* Companies are querying thousands / tens of thousands of Parquet files stored in the cloud via Spark
* Parquet lakes can be partitioned which works well for queries that filter on the partitioned key (and slows down queries that don't filter on the partition key)
* Parquet files contain min/max metadata for all columns. When possible, entire files are skipped, but this is relatively rare. This is called predicate pushdown filtering.
* Parquet files allow for the addition of custom metadata, but Spark doesn't let users use the custom metadata when filtering
* Spark is generally bad at joining two big tables (it's good at broadcast joins, generally when one of the tables is 2GB or less)
* Companies like Snowflake & Memsql have Spark connectors that let certain parts of queries get pushed down.

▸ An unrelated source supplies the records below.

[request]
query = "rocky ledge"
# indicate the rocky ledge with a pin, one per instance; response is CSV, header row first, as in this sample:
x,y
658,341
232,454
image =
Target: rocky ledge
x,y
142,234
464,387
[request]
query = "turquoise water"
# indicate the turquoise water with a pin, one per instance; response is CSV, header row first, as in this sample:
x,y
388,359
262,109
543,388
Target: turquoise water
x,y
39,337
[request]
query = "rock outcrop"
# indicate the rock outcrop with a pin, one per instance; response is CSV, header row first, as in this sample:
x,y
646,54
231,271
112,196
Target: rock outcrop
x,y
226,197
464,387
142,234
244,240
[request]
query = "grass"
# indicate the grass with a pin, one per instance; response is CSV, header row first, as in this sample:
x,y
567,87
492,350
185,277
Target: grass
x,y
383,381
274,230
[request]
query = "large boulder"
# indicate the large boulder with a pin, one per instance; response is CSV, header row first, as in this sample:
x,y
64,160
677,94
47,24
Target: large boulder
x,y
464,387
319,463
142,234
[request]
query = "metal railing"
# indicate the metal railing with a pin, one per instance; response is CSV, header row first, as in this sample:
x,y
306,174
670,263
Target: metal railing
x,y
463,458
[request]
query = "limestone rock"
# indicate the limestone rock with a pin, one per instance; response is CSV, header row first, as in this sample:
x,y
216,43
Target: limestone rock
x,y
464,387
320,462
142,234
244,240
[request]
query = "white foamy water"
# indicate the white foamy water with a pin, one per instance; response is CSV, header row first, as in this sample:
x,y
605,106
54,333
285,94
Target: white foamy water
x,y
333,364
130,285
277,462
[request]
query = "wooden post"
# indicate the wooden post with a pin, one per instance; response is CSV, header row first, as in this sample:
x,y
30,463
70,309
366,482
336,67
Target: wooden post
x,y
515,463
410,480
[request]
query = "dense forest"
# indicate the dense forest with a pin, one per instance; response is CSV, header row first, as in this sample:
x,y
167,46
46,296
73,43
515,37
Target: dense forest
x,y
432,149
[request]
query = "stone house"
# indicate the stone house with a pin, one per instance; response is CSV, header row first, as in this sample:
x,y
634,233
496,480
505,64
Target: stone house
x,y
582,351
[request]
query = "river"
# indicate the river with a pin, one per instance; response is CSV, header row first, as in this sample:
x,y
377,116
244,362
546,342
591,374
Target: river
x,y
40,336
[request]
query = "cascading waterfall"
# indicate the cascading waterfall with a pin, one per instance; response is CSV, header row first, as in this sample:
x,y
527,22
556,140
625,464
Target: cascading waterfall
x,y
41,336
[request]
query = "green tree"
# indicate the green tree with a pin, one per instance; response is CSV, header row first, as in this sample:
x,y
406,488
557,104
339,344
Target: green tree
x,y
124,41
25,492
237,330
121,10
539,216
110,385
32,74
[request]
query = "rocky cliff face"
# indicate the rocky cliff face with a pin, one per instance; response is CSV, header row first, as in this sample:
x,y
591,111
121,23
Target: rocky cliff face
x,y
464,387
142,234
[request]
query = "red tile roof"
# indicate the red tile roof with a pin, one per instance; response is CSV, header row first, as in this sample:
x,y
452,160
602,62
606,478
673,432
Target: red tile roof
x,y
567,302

There is a huge opportunity to build a massive company on data lakes optimized for Spark. The amount of wasted compute cycles filtering over files that don't have any data relevant to the query is staggering.
I was listening to the A16Z podcast and they were discussing this in depth.
>Parquet files contain min/max metadata for all columns. When possible, entire files are skipped, but this is relatively rare. This is called predicate pushdown filtering.
A nitpick, but I wouldn't call this predicate pushdown, it's partition (or segment) elimination. A predicate being pushed down potentially allows files to be skipped through this process though
It's high level and focuses on some of the business needs for requiring this sort of architecture.